Wilton Rooks, who chairs the executive committee of a tri-state water basin group, also said he is encouraged the governors have set the timetable for agreement.
“I hope it will be an open and public process,” Rooks said. “... The timeline seems certainly doable and not overly aggressive.”
Emerging from a private meeting that lasted nearly two hours, the governors provided no details, but all expressed optimism that after nearly two decades, a solution can be found.
“Of course, like in most things, the devil’s in the details and we’re not quite sure what these details are going to look like,” said Rooks, an officer in the ACF Stakeholders, making up interested parties in the Apalachicola, Chattahoochee and Flint rivers basin.
The three Republican governors also predicted success at their last meeting, held December 2007 in Tallahassee, Fla., but the conflict grew even testier and court rulings generally went against the interests of Georgia.
This time, they said, the outlook is different, partly because of a tight timetable before all three turn over their jobs to new state chief executives.
“We only have so much time left as governors of our respective states to accomplish this mission, and that’s why we are as optimistic as we are that it’s going to happen,” Florida Gov. Charlie Crist said.
Georgia Gov. Sonny Perdue said having a deadline fosters cooperation.
“We agree that it would be shameful, frankly, if we let the learning curve that we have been on and learned about transfer to another generation of elected leaders,” he said.
Terms of office are not the only deadline facing the governors.
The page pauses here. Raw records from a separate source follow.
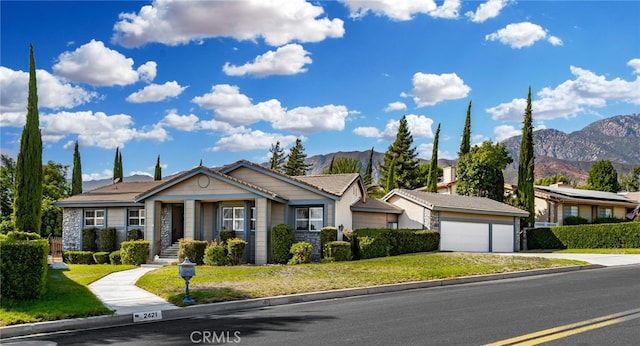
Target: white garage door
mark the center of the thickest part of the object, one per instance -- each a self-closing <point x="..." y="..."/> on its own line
<point x="464" y="236"/>
<point x="501" y="238"/>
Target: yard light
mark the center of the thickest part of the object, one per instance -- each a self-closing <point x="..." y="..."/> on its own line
<point x="187" y="270"/>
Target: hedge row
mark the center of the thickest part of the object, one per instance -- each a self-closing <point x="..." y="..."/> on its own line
<point x="618" y="235"/>
<point x="23" y="265"/>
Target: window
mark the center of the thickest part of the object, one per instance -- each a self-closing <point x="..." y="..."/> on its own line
<point x="309" y="219"/>
<point x="570" y="210"/>
<point x="136" y="217"/>
<point x="605" y="212"/>
<point x="94" y="217"/>
<point x="233" y="218"/>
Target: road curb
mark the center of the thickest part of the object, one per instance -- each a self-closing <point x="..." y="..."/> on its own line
<point x="189" y="311"/>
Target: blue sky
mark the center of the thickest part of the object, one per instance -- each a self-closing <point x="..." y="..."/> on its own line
<point x="224" y="80"/>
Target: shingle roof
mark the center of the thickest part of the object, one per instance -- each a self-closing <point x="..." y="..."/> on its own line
<point x="436" y="201"/>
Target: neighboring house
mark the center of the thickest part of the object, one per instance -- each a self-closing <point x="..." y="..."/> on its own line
<point x="244" y="196"/>
<point x="556" y="202"/>
<point x="465" y="223"/>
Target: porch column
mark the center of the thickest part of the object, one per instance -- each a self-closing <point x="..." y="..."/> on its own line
<point x="262" y="225"/>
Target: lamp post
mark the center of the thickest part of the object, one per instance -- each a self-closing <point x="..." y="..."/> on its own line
<point x="187" y="270"/>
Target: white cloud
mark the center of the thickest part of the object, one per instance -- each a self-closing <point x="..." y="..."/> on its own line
<point x="53" y="93"/>
<point x="95" y="64"/>
<point x="430" y="89"/>
<point x="503" y="132"/>
<point x="487" y="10"/>
<point x="402" y="9"/>
<point x="251" y="141"/>
<point x="635" y="64"/>
<point x="96" y="129"/>
<point x="519" y="35"/>
<point x="395" y="106"/>
<point x="174" y="22"/>
<point x="286" y="60"/>
<point x="231" y="106"/>
<point x="156" y="92"/>
<point x="571" y="97"/>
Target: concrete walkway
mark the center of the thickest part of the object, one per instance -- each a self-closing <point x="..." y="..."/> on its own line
<point x="118" y="291"/>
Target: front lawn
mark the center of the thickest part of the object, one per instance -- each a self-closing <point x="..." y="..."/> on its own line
<point x="214" y="284"/>
<point x="66" y="296"/>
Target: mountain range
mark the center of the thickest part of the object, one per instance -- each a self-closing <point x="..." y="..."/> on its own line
<point x="616" y="139"/>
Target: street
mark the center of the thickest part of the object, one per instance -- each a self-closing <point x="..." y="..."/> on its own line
<point x="607" y="301"/>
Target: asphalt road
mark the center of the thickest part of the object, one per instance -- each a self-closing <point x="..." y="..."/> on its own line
<point x="470" y="314"/>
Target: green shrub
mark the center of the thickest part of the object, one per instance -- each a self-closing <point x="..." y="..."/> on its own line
<point x="23" y="268"/>
<point x="575" y="220"/>
<point x="193" y="249"/>
<point x="134" y="252"/>
<point x="101" y="257"/>
<point x="369" y="247"/>
<point x="89" y="239"/>
<point x="78" y="257"/>
<point x="301" y="253"/>
<point x="619" y="235"/>
<point x="543" y="238"/>
<point x="227" y="234"/>
<point x="338" y="251"/>
<point x="235" y="250"/>
<point x="216" y="255"/>
<point x="282" y="237"/>
<point x="134" y="234"/>
<point x="107" y="239"/>
<point x="115" y="258"/>
<point x="327" y="234"/>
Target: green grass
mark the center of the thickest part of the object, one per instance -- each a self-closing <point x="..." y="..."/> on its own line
<point x="66" y="296"/>
<point x="214" y="284"/>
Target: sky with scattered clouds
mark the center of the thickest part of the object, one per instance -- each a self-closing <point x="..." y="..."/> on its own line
<point x="220" y="81"/>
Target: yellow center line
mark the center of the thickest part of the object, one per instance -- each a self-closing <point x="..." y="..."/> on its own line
<point x="569" y="329"/>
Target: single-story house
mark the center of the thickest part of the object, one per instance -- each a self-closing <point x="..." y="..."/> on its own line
<point x="465" y="223"/>
<point x="556" y="202"/>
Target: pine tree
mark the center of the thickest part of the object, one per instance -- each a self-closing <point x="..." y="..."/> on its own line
<point x="76" y="174"/>
<point x="406" y="164"/>
<point x="296" y="165"/>
<point x="157" y="175"/>
<point x="432" y="180"/>
<point x="465" y="144"/>
<point x="525" y="191"/>
<point x="277" y="157"/>
<point x="28" y="177"/>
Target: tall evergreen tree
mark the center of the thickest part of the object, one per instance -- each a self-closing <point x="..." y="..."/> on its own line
<point x="432" y="180"/>
<point x="465" y="144"/>
<point x="525" y="191"/>
<point x="157" y="174"/>
<point x="406" y="164"/>
<point x="76" y="174"/>
<point x="277" y="157"/>
<point x="296" y="165"/>
<point x="28" y="178"/>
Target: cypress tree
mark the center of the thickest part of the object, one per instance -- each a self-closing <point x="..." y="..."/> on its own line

In July, federal Judge Paul Magnuson ruled that withdrawing water from Lake Lanier for consumption was not a congressionally authorized use of the lake. According to court officials, the lake’s original purpose was to serve as a source for hydroelectric power.
The judge gave Georgia until 2012 to either have Congress revamp the uses of the lake, stop using withdrawals from the lake for water consumption or to renegotiate a deal with Florida and Alabama.
“I think the judge’s ruling is making all three (governors) move in a positive direction,” Rogers said.
Alabama Gov. Bob Riley said negotiating teams from each state will work out details of water apportionment and conservation. Then the governors plan to present the plan to their state legislatures in the spring for approval. From there, the plan will go to Congress for approval before year’s end.
“If we do that, I think each one of us can look back and say this was a successful venture that took too long, but we ultimately crossed the goal line,” Riley said.
State Rep. Doug Collins, R-Gainesville, said he is pleased the politicians were able to follow through with their plans to sit down together and work through the issues.
“I am pleased to see there are substantive negotiations going on. That was what was promised,” Collins said. “Hopefully all parties are dealing in good faith to get a workable solution and not just one that simply is a move to protect their own self-interest.”
Rooks said he also hopes the governors will “incorporate the interests of the stakeholders as well, as they go about their deliberations.”
The meeting between the three governors comes after congressional leaders from the involved states met in October to pen a letter urging the states’ top leaders to begin the discussions concerning the future of water usage from the lake.
The Associated Press contributed to this story.